Linnaeus is focused on melanoma oncology. However, our technologies have the ability to be used in aesthetics for both skin darkening and skin lightening by increasing and decreasing melanin production. Safe and effective approaches for modulating skin melanocyte function (increasing and decreasing melanin production) for therapeutic benefit are lacking, largely because the factors normally regulating melanocyte homeostasis are complex and incompletely deciphered. Defining these mechanisms is important however, as myriad genetic and acquired conditions including common afflictions such as acne, eczema, vitiligo, ultraviolet (UV) radiation exposure, traumatic injury, and pregnancy are associated with alterations in skin pigmentation that can be extensive and long-lasting (James et al., 2011).
There is currently no available therapeutic that promotes protective eumelanin pigment production. The only method currently available to increase skin melanin is UV exposure. While effective at darkening skin, the requisite DNA damage promotes premature aging, wrinkles, and skin cancer. However, the specific activation of GPER alternatively activates cAMP signaling, bypassing MC1R, to stimulate melanin synthesis, and could therefore be especially useful in this sun-vulnerable population. Selective GPER activation in skin could potentially be a safe alternative to intentional UV radiation exposure (via natural sunlight or tanning beds) for individuals seeking what they perceive as an aesthetically desirable tan.
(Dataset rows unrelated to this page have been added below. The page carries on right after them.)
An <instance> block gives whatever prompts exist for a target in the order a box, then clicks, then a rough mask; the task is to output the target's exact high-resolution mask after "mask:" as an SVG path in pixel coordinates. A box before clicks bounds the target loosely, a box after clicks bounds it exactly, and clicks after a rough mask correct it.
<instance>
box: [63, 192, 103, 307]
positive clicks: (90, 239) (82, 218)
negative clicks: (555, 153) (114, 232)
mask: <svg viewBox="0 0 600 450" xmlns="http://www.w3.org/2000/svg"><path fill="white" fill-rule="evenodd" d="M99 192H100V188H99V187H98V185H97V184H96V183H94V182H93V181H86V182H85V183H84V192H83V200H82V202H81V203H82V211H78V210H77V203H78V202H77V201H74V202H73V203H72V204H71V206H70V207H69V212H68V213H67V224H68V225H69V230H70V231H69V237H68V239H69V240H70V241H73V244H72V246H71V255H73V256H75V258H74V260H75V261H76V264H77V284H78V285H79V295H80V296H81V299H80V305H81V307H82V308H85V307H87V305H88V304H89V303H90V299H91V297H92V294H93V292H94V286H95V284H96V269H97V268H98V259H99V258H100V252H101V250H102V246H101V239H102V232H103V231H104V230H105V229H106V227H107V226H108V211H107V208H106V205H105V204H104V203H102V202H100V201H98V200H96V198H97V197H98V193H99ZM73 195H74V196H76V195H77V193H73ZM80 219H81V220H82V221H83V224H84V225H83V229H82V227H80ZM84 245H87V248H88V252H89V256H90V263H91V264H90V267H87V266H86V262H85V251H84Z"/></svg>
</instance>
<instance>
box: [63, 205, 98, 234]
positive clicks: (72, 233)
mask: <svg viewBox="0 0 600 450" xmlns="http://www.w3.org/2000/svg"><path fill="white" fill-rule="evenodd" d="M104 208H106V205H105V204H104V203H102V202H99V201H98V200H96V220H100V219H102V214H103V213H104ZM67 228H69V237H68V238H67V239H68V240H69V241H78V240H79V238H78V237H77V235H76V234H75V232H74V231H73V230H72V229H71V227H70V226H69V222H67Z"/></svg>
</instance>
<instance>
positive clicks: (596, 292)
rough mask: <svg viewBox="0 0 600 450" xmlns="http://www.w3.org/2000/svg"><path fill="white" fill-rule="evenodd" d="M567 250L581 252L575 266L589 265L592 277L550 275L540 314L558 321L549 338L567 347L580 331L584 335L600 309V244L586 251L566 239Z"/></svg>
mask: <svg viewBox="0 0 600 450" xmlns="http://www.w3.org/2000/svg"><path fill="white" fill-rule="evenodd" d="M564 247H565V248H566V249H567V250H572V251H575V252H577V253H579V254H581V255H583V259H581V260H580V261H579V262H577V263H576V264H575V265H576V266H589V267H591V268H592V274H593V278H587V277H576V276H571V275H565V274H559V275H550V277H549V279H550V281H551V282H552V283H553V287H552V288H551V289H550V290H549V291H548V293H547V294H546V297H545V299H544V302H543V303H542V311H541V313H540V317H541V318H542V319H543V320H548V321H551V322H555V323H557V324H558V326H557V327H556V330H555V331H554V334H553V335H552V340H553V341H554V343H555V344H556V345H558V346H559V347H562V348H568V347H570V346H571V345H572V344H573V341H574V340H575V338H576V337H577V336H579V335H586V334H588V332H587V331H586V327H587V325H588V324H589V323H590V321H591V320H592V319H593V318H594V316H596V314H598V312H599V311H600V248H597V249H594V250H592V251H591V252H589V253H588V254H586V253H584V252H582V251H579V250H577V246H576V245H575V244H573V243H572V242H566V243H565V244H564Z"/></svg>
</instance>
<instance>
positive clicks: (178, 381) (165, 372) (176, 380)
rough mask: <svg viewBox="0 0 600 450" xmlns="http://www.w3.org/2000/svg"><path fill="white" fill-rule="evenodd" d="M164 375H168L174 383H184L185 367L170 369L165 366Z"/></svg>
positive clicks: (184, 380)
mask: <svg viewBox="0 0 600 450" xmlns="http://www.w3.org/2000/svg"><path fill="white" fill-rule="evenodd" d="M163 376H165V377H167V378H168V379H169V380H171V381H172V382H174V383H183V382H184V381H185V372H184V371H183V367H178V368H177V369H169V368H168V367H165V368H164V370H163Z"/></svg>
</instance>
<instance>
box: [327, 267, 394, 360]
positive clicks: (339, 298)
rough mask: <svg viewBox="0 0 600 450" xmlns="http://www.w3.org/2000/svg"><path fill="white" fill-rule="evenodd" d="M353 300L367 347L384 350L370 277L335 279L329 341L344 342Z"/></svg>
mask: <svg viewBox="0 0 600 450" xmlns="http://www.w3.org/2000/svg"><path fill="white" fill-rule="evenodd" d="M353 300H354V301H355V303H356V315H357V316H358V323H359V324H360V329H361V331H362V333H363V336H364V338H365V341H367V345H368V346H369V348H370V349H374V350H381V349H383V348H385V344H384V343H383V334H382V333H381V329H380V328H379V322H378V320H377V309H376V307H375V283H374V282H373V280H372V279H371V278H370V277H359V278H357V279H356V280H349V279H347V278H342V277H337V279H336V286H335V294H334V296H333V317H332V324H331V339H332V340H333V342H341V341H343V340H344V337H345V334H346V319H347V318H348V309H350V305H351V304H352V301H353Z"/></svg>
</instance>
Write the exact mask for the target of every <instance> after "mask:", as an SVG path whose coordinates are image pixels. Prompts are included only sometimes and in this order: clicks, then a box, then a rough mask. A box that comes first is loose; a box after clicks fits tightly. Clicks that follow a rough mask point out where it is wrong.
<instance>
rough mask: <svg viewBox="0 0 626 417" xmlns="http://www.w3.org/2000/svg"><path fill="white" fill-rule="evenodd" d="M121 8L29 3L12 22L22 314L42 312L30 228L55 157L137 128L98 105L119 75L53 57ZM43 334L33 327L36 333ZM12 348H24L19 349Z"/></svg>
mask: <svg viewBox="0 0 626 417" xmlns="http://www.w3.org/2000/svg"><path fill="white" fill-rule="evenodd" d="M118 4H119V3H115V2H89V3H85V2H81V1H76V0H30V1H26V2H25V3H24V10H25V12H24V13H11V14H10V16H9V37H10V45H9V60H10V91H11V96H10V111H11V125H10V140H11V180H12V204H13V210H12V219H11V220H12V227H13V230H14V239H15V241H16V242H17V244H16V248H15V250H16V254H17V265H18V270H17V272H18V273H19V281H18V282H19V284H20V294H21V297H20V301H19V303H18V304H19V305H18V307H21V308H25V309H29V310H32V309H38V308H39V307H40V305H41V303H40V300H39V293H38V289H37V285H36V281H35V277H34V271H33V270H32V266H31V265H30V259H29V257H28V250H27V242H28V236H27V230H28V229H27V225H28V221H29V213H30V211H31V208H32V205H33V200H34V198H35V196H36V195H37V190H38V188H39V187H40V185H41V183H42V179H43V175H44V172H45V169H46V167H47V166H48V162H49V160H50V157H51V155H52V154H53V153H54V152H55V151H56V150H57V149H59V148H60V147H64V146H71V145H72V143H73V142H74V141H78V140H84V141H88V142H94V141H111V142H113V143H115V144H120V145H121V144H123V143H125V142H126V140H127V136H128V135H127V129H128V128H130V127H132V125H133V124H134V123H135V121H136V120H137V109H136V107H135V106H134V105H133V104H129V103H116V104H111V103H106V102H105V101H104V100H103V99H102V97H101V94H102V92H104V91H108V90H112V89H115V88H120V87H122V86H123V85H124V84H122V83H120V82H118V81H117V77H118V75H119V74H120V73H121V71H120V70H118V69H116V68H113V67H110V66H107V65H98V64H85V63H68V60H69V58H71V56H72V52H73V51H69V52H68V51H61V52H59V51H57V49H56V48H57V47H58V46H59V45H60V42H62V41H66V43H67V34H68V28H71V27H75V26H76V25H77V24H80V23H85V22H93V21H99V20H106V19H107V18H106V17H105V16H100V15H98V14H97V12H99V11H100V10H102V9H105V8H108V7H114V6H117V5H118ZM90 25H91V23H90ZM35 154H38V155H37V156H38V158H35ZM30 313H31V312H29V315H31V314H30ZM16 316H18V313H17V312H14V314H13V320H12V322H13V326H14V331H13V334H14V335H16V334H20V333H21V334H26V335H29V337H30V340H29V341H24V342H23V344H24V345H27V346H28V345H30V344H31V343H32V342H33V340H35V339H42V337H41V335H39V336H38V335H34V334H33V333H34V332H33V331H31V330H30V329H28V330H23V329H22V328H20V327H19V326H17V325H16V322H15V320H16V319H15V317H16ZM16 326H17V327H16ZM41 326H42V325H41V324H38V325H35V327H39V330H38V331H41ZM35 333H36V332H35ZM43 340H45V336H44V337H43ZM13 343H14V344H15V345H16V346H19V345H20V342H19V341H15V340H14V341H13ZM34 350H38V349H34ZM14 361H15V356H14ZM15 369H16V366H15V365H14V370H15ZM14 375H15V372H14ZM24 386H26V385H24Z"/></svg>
People with naturally light skin, especially those with red hair, who have a markedly decreased ability to synthesize UV-protective brown eumelanin as a result of inactivating mutations in MC1R (Valverde et al., 1995) could potentially benefit from increased pigmentation. This large population is especially susceptible to photodamage, sunburns, and has an increased lifetime risk of keratinocyte and melanocyte-derived skin cancers (Han et al., 2006).
Commonly utilized approaches for decreasing skin melanin are often unsafe, and involve application of toxic mercury or arsenic compounds, especially common in India, China, Japan, and Korea, but also encountered in the U.S., and recently highlighted in a report from the California Department of Public Health (Report #14–046, 2014), or hydroquinone, a tyrosinase inhibitor, which has been banned in Europe because of concerns regarding its possible association with cancer (McGregor, 2007).
Our findings describe small molecule sex steroid analogs, without these toxicities, that modulate pigment production.